Tuesday, January 3, 2012

2011: The Year in Review

2011 was not so much a "Year in Writing" as it was a year in publishing. I didn't set any particular goals for last year, which is good, because things ended up going in directions I never would have envisioned last January.

For one thing, I had trunked Scent and Shadow back in July of 2010, and had every intention of letting it sit until 2015. But then my writing buddy convinced me to un-trunk it.

I submitted it to a writing workshop, and it was rejected.

Yes, originally, they took a pass. But I emailed back, thanking them for their time and asking for a recommendation as to where I should take it next. I wasn't submitting the novel because I thought it was ready - I knew damn well it wasn't. But I needed another set of eyes, because I couldn't see it anymore.

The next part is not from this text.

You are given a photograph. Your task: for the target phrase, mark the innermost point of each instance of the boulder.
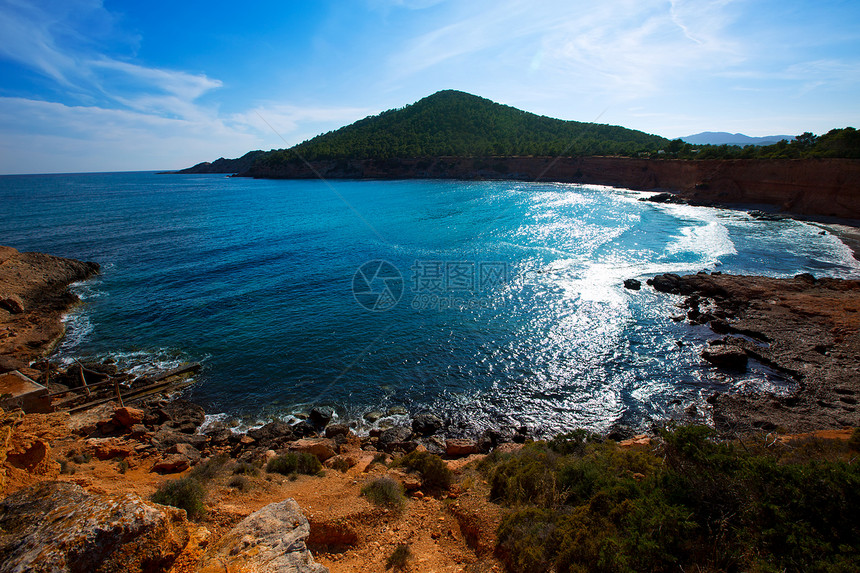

My attitude impressed them enough that they gave me some of the best feedback I've ever gotten. They told me to rewrite and to resubmit the first 20 pages. Which I did.

And I got in.

So, long story short, I started the year with a trunked novel, rewrote it, workshopped it, wrote whole new scenes and rewrote other parts, had it professionally edited while I learned how to self-publish, and then self-published it October. Along with 11 other stories.

And I'm pleased to announce that Scent and Shadow is now available for print at the CreateSpace store, and should hopefully be available at Amazon later this week.

So, yeah. Not what I'd had in mind a year ago. But oh, so worth all the work.

2011 (not counting unfinished projects):
Short stories written: 2
Short stories sold: 1 (two awaiting contracts)
Short story submissions: 8
Short story rejections (including revoked submissions): 5, plus one that's probably a no response
Short stories published: 2
Total short story word count (final drafts written 2011): approximately 4900
Total novel word count (final draft): approximately 103,000

Most of my achievements were on the publishing side of things, but I really let the publishing side take over my writing last year, which is a mistake I don't plan to repeat. Granted, I had a lot to learn about publishing - ebook formatting, creating covers, finding editors to work with, uploading ebooks, setting up loads of accounts, creating my own publishing business, doing print layout, marketing, pricing, metadata - but I still need to be writing.

So for 2012, the writing comes first!

Writing goals: 4000 words of new writing a week.
Publishing goals: a new story published every month, either self-published or otherwise. Also, I want to self-publish two 5-story anthologies.

I'm hoping to do another full-length novel this year, but no promises. I'm toying with the idea of doing a novel as a serial, as the story I have in mind breaks out quite conveniently. I haven't decided yet. But I will promise that you'll see more Gabriel Chapel this year.